Experts warn of falling US export advantage amid global competition
The United States, long regarded as a global agricultural leader, is facing a major shift as its farm trade balance moves deeper into deficit. According to a recent study by the University of Illinois Urbana-Champaign and Texas Tech University, US agricultural imports now surpass exports—a trend expected to worsen.
"For most of recent history, the U.S. was a net agricultural exporter. But in the last couple of years, that has reversed, and what used to be a persistent surplus has turned into a persistent and growing deficit, where we're importing much more than we export. Current projections estimate that the agricultural trade deficit will reach $49 billion by the end of 2025," said lead author William Ridley, associate professor in the Department of Agricultural and Consumer Economics, part of the College of Agricultural, Consumer and Environmental Sciences at U. of I.
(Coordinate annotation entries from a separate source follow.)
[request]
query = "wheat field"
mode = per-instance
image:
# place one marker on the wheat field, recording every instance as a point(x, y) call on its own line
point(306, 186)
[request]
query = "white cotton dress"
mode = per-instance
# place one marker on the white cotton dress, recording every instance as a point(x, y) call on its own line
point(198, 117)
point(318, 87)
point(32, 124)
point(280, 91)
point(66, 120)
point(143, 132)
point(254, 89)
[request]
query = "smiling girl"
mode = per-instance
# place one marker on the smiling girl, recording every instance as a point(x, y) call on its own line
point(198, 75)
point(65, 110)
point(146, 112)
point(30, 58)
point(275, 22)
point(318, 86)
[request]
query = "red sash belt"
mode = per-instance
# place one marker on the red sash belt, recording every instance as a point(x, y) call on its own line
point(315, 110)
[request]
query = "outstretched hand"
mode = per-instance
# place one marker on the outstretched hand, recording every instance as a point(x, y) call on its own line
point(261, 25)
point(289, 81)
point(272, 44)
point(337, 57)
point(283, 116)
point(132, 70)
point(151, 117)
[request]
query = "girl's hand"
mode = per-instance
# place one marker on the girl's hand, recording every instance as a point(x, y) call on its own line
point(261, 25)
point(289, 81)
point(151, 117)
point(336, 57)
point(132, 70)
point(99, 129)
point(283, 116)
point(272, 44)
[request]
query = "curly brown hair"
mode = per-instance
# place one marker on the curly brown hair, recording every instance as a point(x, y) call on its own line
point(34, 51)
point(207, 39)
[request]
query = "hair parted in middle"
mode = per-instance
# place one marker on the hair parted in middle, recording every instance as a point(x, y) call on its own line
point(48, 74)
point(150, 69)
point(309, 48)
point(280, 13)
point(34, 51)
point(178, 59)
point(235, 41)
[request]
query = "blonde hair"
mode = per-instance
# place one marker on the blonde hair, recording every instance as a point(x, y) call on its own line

While the US continues to be a top producer of crops like corn, soybeans, wheat, and cotton, exports are stagnating while imports—especially fruits, vegetables, and canola oil—continue to climb. The ongoing trade dispute with China remains a major factor behind this shift.
China’s retaliatory tariffs on key US exports such as soybeans, wheat, corn, and cotton have sharply reduced trade flows. Between 2017 and 2018 alone, soybean exports fell by 73%, wheat by 67%, and corn by 61%, amounting to a $14 billion overall loss.